We recently checked Big Bend off of our Texas bucket list. It was so stunning, but 8 hours from Dallas and not near any major city, it can be a daunting trip... so we're breaking it down in this 101 guide!
Updated January 2022
Big Bend became a national park in 1944 and sits in West Texas on the Mexican border. It offers the largest protected area of Chihuahuan Desert topography and ecology, and there’s more than 150 miles of trails, four campgrounds, 100 miles of paved roads and lots of backcountry space (permit required).
WHEN TO GO
The best months to go are March and April because the wildflower and desert plants are in bloom, and weather is milder! There's no better time to enjoy the great outdoors at this park.
WHAT TO SEE & DO
Santa Elena Canyon: Carved out by the Rio Grande to make for a dramatic and breath-taking scene .
Ross Maxwell Drive: At 31 miles, you’ll cover a lot of ground, and see some points of interest like Mule Ears Overlook.
Hot Springs: Take a dip in these 105 degree pools on the edge of the Rio Grande river.
Fossil Discovery Center: Learn more about the fossils scattered all over the area.
Star Gazing: Make sure to look up at night, to see the stars - we even saw the Milky Way.
Go canoeing, rafting or horseback riding, take guided hikes, and enjoy geology or wildlife tours. There are so many incredible ways to explore the beauty of this expansive area, and they're great opportunities to make memories!

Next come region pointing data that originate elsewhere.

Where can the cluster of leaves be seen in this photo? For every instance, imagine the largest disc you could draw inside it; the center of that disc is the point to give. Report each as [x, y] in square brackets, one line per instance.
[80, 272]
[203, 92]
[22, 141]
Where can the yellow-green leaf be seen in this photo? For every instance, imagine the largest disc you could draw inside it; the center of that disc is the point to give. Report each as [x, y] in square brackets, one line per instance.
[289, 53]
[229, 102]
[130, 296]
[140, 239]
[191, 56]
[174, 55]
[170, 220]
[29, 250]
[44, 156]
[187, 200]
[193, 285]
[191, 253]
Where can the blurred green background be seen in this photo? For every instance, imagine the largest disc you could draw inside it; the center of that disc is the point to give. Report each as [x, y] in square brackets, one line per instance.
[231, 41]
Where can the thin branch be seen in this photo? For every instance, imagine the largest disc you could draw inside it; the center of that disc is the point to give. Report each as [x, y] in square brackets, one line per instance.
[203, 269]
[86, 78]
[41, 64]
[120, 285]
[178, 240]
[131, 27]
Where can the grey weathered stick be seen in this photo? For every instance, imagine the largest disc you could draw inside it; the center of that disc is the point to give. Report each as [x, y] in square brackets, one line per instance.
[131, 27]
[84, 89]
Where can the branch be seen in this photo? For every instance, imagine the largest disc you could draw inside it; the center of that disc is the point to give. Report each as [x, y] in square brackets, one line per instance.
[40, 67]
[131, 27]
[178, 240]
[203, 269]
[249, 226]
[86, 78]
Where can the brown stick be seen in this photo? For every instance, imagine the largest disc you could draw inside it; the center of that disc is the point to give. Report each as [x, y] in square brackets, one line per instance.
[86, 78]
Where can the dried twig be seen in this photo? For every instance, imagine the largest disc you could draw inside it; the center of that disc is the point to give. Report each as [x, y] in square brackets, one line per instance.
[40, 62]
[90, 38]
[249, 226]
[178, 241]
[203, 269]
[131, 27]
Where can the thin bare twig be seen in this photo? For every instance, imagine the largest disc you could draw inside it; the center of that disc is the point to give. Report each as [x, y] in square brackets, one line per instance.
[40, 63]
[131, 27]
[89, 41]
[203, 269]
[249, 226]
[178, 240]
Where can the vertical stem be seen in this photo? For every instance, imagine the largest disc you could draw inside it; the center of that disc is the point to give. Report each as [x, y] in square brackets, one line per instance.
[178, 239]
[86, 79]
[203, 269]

Road trip for 8 hours or fly into Midland and drive 5. Either way, you’ll need a car! If you’d rather stay in the nearby town of Marfa, it’s a 1.5 hour drive to the park from there. For the stay in Marfa, we've rounded up the best restaurants and activities for you. And we HIGHLY recommend driving through the Big Bend State Park on your way in or out of the National Park!
TIPS FOR ENJOYING THE PARK
Big Bend is massive, and you will need a car to explore all of it. We downloaded the “Just Ahead” app, which offers guided audio tours of National Parks, including Big Bend! Don't forget to bring snacks and water because there are very few spots to stop.
WHERE TO STAY
You can camp or park an RV and stay in either the Park’s lodge, the tiny town of Terlingua, or at a variety of glamping locations. Some highly recommended spots include Cilbo Creek Ranch, Luxe Glamping at The Local Chapter, or a modern escape at Willow House.